Herein, a highly efficient and sustainable adsorbent of cross-linked chitosan-glyoxal/algae biocomposite (CHT-GLX/ALG) adsorbent was developed through an innovative hydrothermal cross-linking method. The CHT-GLX/ALG biocomposite was characterized using several complementary analytical methods that include CHN-O, XRD, FTIR, SEM-EDX, and pHpzc. This new adsorbent, named CHT-GLX/ALG, was utilized for the adsorption of a cationic dye (methyl violet 2B; MV 2B), from synthetic wastewater. The optimization of the dye adsorption process involved key parameters is listed: CHT-GLX/ALG dosage (from 0.02 to 0.1 g/100 mL), pH (from 4 to 10), and contact time (from 20 to 180 min) that was conducted using the Box-Behnken design (BBD). The optimal adsorption conditions for the highest decolorization efficiency of MV 2B (97.02 %) were estimated using the statistical model of the Box-Behnken design.
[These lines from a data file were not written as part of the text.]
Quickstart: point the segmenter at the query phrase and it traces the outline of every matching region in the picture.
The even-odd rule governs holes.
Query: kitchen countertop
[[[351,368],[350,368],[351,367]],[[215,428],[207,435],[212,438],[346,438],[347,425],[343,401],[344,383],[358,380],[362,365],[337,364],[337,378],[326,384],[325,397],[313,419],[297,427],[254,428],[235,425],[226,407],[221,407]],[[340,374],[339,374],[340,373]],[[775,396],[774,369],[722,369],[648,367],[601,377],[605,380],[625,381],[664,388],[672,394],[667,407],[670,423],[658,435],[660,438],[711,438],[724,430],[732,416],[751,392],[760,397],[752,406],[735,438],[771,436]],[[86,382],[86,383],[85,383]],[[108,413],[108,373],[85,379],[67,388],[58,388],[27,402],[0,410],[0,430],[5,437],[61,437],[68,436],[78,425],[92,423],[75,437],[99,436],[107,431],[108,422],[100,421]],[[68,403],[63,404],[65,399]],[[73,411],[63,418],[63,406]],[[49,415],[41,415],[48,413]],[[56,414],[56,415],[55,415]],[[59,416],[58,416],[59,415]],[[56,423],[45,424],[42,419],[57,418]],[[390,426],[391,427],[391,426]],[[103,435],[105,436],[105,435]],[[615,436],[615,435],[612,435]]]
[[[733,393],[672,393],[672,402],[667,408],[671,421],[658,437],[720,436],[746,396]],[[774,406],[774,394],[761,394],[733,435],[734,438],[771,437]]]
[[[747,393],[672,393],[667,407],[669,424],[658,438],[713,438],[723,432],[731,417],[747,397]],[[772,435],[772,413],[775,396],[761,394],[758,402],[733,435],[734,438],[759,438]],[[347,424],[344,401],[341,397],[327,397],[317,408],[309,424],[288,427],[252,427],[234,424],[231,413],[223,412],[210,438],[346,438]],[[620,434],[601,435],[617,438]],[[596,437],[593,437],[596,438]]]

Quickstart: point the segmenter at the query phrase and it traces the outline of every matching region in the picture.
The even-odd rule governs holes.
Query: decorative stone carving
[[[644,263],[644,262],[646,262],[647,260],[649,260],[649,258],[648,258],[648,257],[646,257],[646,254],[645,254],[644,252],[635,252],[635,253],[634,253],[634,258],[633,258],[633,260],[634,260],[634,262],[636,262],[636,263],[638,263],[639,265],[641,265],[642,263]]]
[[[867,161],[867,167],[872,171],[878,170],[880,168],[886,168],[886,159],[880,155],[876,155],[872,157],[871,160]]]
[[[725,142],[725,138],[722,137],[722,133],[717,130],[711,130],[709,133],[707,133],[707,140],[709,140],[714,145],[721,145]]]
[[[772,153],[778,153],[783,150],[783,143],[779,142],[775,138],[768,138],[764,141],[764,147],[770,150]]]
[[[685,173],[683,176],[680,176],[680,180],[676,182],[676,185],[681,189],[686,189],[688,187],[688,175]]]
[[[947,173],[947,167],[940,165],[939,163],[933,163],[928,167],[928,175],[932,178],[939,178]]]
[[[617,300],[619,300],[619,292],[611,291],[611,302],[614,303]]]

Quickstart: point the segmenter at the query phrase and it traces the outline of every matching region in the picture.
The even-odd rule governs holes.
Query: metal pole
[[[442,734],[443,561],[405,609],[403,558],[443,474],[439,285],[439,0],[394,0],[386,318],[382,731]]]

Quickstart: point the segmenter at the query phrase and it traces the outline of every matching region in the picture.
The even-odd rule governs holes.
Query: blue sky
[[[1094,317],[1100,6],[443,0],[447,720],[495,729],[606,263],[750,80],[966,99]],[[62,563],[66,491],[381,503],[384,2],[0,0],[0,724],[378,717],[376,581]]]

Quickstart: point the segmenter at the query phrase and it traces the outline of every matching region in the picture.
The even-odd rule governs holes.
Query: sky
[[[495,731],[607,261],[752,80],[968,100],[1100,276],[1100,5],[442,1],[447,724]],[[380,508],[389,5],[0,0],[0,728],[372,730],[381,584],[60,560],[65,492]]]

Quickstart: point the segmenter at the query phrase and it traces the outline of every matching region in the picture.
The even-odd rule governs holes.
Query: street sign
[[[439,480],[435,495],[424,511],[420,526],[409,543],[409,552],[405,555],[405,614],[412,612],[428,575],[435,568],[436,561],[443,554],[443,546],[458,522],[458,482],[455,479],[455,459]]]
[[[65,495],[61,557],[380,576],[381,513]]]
These conditions include a fixed adsorbent dosage of 0.099 g/100 mL, pH 9.9, and a 179.9 min contact time. The empirical data of MV 2B adsorption by CHT-GLX/ALG exhibited favorable agreement with the Freundlich isotherm model. The kinetic adsorption profile of MV 2B by CHT-GLX/ALG revealed a good fit with the pseudo-second-order model. The maximum adsorption capacity (qmax) for MV 2B by CHT-GLX/ALG was estimated at 110.8 mg/g. The adsorption of MV 2B onto the adsorbent can be attributed to several factors, including electrostatic interactions between the negatively charged surface of CHT-GLX/ALG and the MV 2B cation, as well as n-π and H-bonding. These interactions play a crucial role in facilitating the effective adsorption of MV 2B onto the biocomposite adsorbent. Generally, this study highlights the potential of CHT-GLX/ALG as an efficient and sustainable adsorbent for the effective removal of organic dyes.